Phase 3: Emergence of YARN
The JobTracker would ideally require a complete rewrite to fix the majority of the scaling issues. Even if it were successful, however, this rewrite would not necessarily resolve the coupling between platform and user code, nor would it address users’ appetite for non-MapReduce programming models or the dependency between careful admission control and JobTracker scalability. Absent a significant redesign, cluster availability would continue to be tied to the stability of the whole system.
Building on lessons learned by evolving Apache Hadoop MapReduce, YARN was designed to address the specific requirements stated so far (i.e., Requirement 1 through Requirement 9). However, the massive installed base of MapReduce applications, the ecosystem of related projects, the well-worn deployment practice, and a tight schedule could not tolerate a radical new user interface. Consequently, the new architecture and the corresponding implementation reused as much code from the existing framework as possible, behaved in familiar patterns, and exposed the same interfaces for the existing MapReduce users. This led to the final requirement for the YARN redesign: [Requirement 10] Backward Compatibility.
[Requirement 10] Backward Compatibility
The next-generation compute platform should maintain complete backward compatibility of existing MapReduce applications.
To summarize the requirements for YARN, we need the following features:
- [Requirement 1] Scalability: The next-generation compute platform should scale horizontally to tens of thousands of nodes and concurrent applications.
- [Requirement 2] Serviceability: The next-generation compute platform should enable evolution of cluster software to be completely decoupled from users’ applications.
- [Requirement 3] Multitenancy: The next-generation compute platform should support multiple tenants to coexist on the same cluster and enable fine-grained sharing of individual nodes among different tenants.
- [Requirement 4] Locality Awareness: The next-generation compute platform should support locality awareness—moving computation to the data is a major win for many applications.
- [Requirement 5] High Cluster Utilization: The next-generation compute platform should enable high utilization of the underlying physical resources.
- [Requirement 6] Secure and Auditable Operation: The next-generation compute platform should continue to enable secure and auditable usage of cluster resources.
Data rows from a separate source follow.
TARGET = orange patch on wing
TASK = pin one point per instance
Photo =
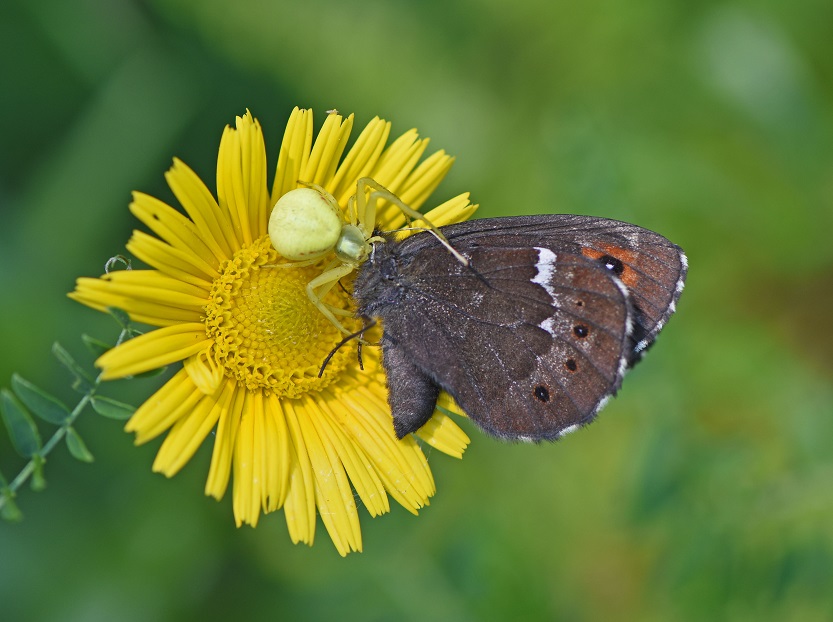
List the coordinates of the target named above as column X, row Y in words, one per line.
column 629, row 276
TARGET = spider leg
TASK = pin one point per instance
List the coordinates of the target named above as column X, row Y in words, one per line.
column 320, row 287
column 379, row 191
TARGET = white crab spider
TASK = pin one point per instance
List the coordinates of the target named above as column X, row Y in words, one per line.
column 306, row 224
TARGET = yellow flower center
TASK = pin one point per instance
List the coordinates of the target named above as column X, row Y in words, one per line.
column 267, row 333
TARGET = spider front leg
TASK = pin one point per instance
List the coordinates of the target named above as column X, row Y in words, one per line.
column 320, row 287
column 366, row 213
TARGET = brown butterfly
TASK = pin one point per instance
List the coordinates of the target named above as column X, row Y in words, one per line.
column 534, row 334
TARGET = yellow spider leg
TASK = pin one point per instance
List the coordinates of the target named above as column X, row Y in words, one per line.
column 321, row 285
column 383, row 193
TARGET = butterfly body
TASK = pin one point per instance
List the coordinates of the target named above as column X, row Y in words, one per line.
column 532, row 336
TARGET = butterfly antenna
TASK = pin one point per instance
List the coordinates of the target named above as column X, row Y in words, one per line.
column 348, row 338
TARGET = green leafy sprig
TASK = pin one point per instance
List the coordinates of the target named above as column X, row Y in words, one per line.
column 21, row 404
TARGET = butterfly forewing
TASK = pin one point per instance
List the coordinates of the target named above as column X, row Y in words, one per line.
column 534, row 334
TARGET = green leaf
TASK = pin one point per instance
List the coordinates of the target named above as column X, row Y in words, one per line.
column 38, row 478
column 120, row 316
column 83, row 382
column 41, row 403
column 22, row 429
column 112, row 263
column 112, row 409
column 9, row 510
column 96, row 346
column 77, row 447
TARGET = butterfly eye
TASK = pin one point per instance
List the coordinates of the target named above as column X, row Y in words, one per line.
column 612, row 264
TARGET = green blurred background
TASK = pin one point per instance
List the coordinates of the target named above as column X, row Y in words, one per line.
column 706, row 489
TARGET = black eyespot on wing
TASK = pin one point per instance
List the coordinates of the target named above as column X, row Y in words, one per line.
column 542, row 393
column 612, row 264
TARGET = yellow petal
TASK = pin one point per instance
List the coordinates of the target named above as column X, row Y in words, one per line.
column 153, row 350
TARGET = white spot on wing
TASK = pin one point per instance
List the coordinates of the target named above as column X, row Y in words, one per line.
column 568, row 430
column 545, row 269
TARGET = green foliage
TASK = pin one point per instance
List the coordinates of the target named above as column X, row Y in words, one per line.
column 26, row 399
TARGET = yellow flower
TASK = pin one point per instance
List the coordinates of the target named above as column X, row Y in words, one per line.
column 252, row 342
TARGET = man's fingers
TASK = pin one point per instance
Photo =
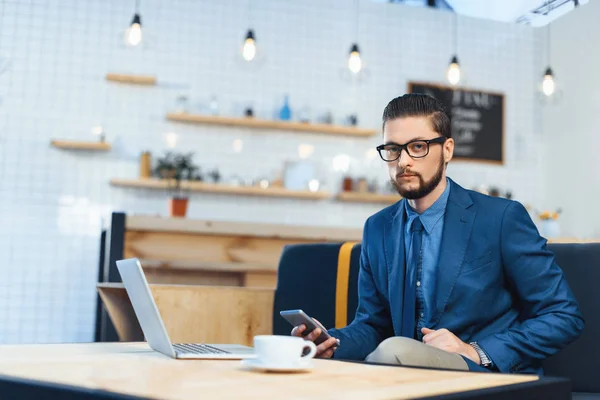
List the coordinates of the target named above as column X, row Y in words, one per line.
column 327, row 354
column 297, row 331
column 325, row 346
column 430, row 336
column 313, row 335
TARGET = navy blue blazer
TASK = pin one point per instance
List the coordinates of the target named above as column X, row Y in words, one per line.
column 497, row 284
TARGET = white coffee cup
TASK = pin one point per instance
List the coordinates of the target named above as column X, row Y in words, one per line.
column 282, row 350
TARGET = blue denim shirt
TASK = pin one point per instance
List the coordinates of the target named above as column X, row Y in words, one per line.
column 433, row 226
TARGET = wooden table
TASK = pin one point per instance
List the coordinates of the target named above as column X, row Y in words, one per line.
column 90, row 370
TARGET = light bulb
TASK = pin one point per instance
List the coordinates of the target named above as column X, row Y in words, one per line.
column 354, row 62
column 249, row 50
column 548, row 84
column 453, row 72
column 238, row 145
column 133, row 34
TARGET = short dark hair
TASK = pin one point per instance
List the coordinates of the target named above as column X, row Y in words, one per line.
column 419, row 105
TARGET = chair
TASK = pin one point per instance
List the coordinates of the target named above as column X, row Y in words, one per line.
column 310, row 276
column 320, row 279
column 580, row 361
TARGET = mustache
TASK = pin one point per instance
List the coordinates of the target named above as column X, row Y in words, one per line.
column 407, row 172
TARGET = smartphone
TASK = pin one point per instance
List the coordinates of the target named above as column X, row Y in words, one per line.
column 299, row 317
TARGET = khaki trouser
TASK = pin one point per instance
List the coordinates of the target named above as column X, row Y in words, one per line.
column 410, row 352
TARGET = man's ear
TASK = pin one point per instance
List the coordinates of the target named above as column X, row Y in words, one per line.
column 448, row 150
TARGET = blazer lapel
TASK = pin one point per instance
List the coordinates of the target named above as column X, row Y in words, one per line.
column 458, row 223
column 393, row 240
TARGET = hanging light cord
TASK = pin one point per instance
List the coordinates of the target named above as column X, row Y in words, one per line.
column 455, row 34
column 357, row 8
column 548, row 33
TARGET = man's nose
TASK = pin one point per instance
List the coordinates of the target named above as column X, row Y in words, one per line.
column 404, row 160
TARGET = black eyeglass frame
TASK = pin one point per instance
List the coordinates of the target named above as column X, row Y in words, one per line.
column 381, row 147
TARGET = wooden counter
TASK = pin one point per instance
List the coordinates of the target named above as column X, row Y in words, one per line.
column 186, row 251
column 175, row 251
column 134, row 369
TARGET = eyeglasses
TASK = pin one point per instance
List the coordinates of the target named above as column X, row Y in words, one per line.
column 414, row 148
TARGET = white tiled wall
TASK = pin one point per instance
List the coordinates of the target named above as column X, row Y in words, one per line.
column 53, row 203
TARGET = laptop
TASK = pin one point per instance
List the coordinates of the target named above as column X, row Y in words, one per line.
column 154, row 329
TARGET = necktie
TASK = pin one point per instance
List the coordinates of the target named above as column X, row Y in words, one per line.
column 413, row 260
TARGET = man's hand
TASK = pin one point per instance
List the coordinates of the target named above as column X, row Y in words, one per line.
column 445, row 340
column 325, row 349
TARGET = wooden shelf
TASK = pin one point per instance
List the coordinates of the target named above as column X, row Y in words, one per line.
column 134, row 79
column 368, row 197
column 273, row 125
column 77, row 145
column 152, row 183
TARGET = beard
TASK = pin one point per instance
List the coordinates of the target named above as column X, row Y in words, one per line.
column 424, row 187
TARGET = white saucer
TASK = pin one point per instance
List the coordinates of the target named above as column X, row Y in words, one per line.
column 257, row 364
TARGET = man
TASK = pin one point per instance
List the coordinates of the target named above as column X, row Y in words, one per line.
column 450, row 278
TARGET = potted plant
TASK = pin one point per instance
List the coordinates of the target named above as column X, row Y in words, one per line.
column 176, row 168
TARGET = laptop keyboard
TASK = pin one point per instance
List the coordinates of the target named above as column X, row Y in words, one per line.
column 197, row 349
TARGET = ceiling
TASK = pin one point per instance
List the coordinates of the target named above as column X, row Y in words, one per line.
column 533, row 12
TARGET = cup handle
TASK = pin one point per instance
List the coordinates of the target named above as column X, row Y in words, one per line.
column 313, row 350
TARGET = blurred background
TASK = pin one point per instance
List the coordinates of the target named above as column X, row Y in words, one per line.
column 269, row 111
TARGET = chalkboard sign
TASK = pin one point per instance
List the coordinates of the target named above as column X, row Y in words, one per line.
column 477, row 120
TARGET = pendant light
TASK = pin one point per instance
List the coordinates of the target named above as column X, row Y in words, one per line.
column 548, row 82
column 354, row 60
column 133, row 34
column 249, row 49
column 548, row 85
column 453, row 71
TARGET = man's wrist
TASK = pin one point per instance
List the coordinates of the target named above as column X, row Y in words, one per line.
column 482, row 356
column 472, row 354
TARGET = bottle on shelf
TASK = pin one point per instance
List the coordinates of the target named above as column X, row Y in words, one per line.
column 285, row 114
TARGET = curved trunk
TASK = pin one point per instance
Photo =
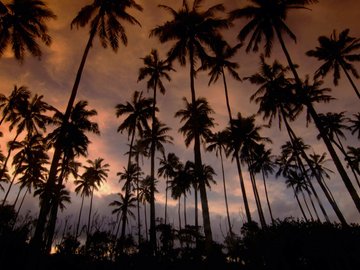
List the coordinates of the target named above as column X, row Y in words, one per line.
column 242, row 186
column 225, row 194
column 152, row 176
column 45, row 205
column 78, row 223
column 345, row 178
column 198, row 164
column 3, row 170
column 322, row 185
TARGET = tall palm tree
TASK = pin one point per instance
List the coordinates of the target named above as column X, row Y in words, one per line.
column 277, row 99
column 155, row 69
column 196, row 128
column 168, row 166
column 337, row 52
column 23, row 25
column 267, row 18
column 192, row 30
column 31, row 117
column 10, row 105
column 126, row 203
column 217, row 143
column 104, row 18
column 96, row 172
column 355, row 124
column 74, row 143
column 263, row 162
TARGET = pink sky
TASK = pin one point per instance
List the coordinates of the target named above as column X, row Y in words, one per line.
column 110, row 78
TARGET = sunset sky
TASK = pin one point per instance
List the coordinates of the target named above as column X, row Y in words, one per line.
column 110, row 78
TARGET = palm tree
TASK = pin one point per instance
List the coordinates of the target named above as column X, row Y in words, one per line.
column 104, row 19
column 355, row 124
column 267, row 18
column 23, row 25
column 217, row 143
column 277, row 99
column 192, row 30
column 198, row 122
column 84, row 187
column 126, row 203
column 74, row 143
column 31, row 118
column 263, row 162
column 155, row 69
column 96, row 173
column 337, row 52
column 168, row 166
column 10, row 105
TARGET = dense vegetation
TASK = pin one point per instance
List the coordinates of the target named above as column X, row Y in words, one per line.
column 195, row 34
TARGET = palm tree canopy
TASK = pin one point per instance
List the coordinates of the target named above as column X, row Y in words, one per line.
column 197, row 120
column 22, row 25
column 190, row 28
column 104, row 17
column 336, row 52
column 138, row 111
column 265, row 16
column 155, row 69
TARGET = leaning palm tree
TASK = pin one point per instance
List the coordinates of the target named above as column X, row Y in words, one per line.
column 155, row 69
column 337, row 52
column 96, row 173
column 196, row 128
column 267, row 19
column 104, row 18
column 217, row 143
column 10, row 105
column 192, row 30
column 168, row 166
column 23, row 25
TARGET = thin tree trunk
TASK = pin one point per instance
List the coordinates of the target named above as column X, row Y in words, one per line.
column 267, row 197
column 345, row 178
column 78, row 223
column 45, row 205
column 198, row 163
column 350, row 80
column 225, row 194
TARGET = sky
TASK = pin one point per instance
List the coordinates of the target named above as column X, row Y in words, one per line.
column 111, row 78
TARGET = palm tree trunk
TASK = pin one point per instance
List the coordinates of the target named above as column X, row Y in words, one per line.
column 242, row 186
column 345, row 178
column 9, row 188
column 78, row 223
column 152, row 176
column 45, row 205
column 225, row 194
column 198, row 163
column 267, row 196
column 324, row 188
column 300, row 206
column 350, row 80
column 2, row 172
column 306, row 205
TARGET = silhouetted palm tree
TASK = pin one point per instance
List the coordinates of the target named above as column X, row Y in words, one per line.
column 23, row 25
column 217, row 143
column 104, row 19
column 155, row 69
column 263, row 162
column 96, row 172
column 337, row 52
column 267, row 18
column 168, row 167
column 192, row 30
column 196, row 128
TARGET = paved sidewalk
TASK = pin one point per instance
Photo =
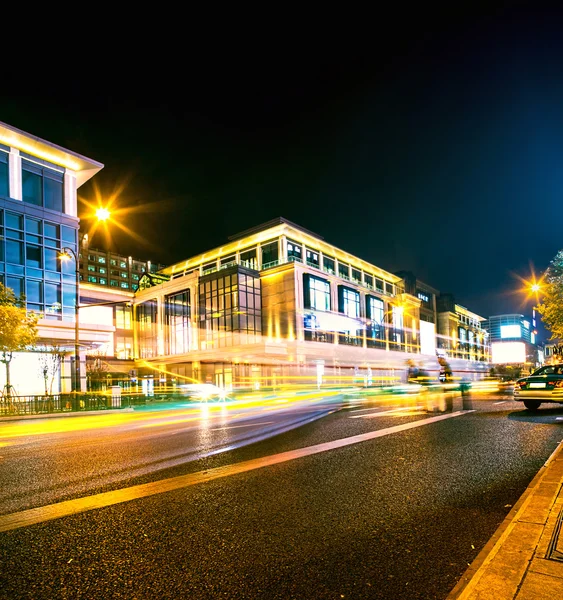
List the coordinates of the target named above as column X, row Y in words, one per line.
column 524, row 558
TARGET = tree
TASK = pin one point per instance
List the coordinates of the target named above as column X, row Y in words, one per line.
column 551, row 306
column 50, row 365
column 18, row 329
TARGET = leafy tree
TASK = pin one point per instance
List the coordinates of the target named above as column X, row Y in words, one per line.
column 18, row 329
column 551, row 306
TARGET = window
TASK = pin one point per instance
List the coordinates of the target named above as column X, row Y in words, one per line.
column 248, row 259
column 4, row 178
column 270, row 255
column 343, row 271
column 375, row 331
column 123, row 317
column 312, row 258
column 316, row 293
column 329, row 265
column 349, row 302
column 179, row 327
column 42, row 184
column 294, row 251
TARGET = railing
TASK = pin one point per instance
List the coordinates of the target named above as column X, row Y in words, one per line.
column 58, row 403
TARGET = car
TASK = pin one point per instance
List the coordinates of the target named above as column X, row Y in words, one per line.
column 543, row 385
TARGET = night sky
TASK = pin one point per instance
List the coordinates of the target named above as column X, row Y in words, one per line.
column 432, row 144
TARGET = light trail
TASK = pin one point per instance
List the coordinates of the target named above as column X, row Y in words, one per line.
column 80, row 505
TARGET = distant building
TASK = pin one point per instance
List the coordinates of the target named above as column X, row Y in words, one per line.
column 460, row 331
column 112, row 270
column 513, row 339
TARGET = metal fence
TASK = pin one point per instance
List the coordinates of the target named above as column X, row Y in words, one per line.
column 60, row 403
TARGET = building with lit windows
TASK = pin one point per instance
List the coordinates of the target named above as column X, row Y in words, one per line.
column 110, row 269
column 513, row 339
column 276, row 302
column 38, row 218
column 460, row 331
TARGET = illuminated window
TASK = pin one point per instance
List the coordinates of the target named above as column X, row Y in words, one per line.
column 4, row 179
column 316, row 293
column 344, row 271
column 329, row 265
column 312, row 258
column 123, row 319
column 294, row 251
column 42, row 183
column 270, row 254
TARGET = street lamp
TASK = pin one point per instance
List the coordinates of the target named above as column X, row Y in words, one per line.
column 66, row 254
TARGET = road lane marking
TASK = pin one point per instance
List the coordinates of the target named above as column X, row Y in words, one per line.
column 237, row 426
column 67, row 508
column 385, row 412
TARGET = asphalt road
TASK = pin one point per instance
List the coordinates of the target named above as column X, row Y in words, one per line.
column 360, row 499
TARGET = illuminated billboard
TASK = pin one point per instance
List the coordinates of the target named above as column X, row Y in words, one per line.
column 508, row 352
column 427, row 338
column 510, row 331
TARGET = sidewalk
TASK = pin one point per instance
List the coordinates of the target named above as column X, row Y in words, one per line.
column 524, row 558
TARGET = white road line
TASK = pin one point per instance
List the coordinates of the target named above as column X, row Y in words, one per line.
column 41, row 514
column 385, row 412
column 236, row 426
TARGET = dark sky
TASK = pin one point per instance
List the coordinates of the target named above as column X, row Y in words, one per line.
column 431, row 143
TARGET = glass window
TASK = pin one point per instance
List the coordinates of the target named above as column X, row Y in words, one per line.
column 32, row 188
column 52, row 260
column 34, row 291
column 14, row 252
column 4, row 177
column 343, row 271
column 16, row 283
column 123, row 317
column 329, row 265
column 51, row 230
column 33, row 256
column 270, row 256
column 349, row 302
column 319, row 293
column 248, row 259
column 33, row 226
column 312, row 258
column 294, row 251
column 53, row 192
column 14, row 221
column 69, row 235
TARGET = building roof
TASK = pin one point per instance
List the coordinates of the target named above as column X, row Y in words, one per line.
column 85, row 168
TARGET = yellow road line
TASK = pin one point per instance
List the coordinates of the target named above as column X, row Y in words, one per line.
column 80, row 505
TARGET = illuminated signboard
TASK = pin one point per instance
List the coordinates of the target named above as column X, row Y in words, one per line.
column 510, row 331
column 508, row 352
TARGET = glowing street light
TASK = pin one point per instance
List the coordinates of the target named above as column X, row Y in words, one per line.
column 67, row 254
column 102, row 214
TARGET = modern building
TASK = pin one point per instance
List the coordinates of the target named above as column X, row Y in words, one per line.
column 460, row 331
column 110, row 269
column 276, row 303
column 513, row 339
column 38, row 220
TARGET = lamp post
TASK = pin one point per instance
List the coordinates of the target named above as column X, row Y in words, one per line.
column 67, row 253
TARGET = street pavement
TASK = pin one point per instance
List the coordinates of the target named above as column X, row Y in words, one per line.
column 524, row 558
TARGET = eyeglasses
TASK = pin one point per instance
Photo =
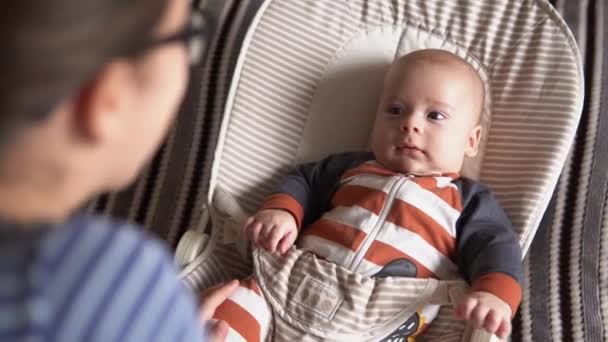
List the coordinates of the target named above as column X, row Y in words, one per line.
column 194, row 36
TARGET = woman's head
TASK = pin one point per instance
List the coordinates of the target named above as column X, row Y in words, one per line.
column 82, row 91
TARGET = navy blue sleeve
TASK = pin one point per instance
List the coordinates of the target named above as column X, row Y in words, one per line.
column 487, row 242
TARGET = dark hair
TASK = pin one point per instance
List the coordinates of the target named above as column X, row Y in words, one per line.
column 52, row 47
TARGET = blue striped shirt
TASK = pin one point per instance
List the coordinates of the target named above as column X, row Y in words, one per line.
column 91, row 280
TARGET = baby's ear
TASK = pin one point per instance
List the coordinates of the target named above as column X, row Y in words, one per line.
column 473, row 142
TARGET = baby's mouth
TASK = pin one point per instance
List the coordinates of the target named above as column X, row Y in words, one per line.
column 410, row 149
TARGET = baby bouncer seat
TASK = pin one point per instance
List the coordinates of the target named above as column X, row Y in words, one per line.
column 307, row 84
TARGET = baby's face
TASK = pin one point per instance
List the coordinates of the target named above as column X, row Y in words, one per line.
column 427, row 120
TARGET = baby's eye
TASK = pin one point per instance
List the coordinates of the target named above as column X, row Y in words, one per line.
column 394, row 110
column 434, row 115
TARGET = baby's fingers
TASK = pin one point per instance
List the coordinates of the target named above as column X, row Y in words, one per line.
column 247, row 226
column 492, row 322
column 504, row 330
column 253, row 233
column 287, row 241
column 479, row 314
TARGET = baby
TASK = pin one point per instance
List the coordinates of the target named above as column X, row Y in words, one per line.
column 404, row 210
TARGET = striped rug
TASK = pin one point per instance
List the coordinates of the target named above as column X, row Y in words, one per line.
column 566, row 292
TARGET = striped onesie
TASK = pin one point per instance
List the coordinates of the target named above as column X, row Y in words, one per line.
column 379, row 223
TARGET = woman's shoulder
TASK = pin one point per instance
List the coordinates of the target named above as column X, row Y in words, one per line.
column 111, row 279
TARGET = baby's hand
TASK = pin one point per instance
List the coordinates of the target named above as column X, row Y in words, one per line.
column 485, row 311
column 271, row 228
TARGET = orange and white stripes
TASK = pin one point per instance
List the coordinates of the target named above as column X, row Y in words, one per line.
column 380, row 216
column 246, row 313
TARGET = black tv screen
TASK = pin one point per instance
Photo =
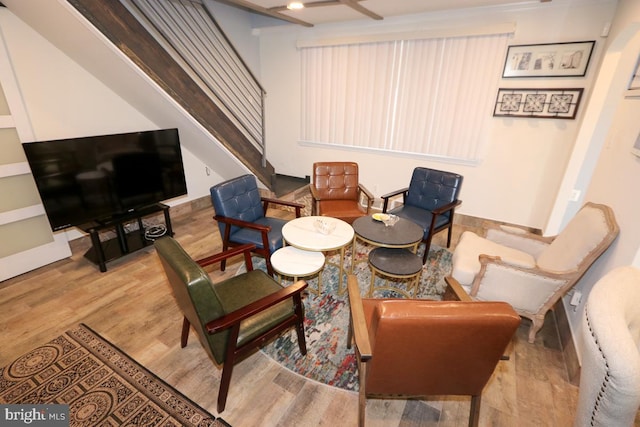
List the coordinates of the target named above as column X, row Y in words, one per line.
column 97, row 178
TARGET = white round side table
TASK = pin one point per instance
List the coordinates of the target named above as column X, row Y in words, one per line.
column 293, row 262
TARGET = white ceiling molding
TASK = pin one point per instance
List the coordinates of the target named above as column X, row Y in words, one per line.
column 504, row 28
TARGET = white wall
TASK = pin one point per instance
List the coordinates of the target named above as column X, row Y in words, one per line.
column 526, row 158
column 602, row 162
column 63, row 100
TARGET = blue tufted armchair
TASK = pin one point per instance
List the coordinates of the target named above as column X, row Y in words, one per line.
column 429, row 201
column 241, row 216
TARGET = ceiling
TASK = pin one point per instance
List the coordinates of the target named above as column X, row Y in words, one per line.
column 330, row 11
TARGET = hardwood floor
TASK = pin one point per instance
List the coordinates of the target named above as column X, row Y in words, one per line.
column 131, row 306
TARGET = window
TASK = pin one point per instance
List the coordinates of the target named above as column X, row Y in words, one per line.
column 428, row 96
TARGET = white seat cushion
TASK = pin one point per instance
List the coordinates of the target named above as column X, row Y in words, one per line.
column 465, row 258
column 579, row 238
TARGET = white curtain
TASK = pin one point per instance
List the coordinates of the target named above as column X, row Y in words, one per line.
column 432, row 96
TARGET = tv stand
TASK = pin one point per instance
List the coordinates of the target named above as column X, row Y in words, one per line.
column 125, row 241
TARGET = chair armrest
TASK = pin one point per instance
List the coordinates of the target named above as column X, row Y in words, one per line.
column 235, row 317
column 368, row 195
column 446, row 208
column 266, row 201
column 238, row 250
column 387, row 196
column 518, row 238
column 533, row 274
column 358, row 322
column 455, row 291
column 241, row 223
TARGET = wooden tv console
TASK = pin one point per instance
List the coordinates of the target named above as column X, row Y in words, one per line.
column 125, row 241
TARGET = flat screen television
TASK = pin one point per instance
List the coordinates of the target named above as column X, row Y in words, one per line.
column 98, row 178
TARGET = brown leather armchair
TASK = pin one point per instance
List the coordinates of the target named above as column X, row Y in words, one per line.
column 336, row 191
column 416, row 348
column 232, row 317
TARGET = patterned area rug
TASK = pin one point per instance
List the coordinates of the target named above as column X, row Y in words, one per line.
column 327, row 318
column 101, row 384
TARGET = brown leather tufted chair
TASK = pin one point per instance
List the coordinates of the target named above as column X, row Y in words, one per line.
column 416, row 348
column 336, row 191
column 232, row 317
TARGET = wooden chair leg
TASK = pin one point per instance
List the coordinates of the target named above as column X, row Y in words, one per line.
column 302, row 341
column 362, row 394
column 225, row 381
column 427, row 246
column 474, row 414
column 227, row 367
column 185, row 332
column 450, row 233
- [Requirement 7] Reliability and Availability: The next-generation compute platform should have a very reliable user interaction and support high availability.
- [Requirement 8] Support for Programming Model Diversity: The next-generation compute platform should enable diverse programming models and evolve beyond just being MapReduce-centric.
- [Requirement 9] Flexible Resource Model: The next-generation compute platform should enable dynamic resource configurations on individual nodes and a flexible resource model.
- [Requirement 10] Backward Compatibility: The next-generation compute platform should maintain completely backward compatibility of existing MapReduce applications.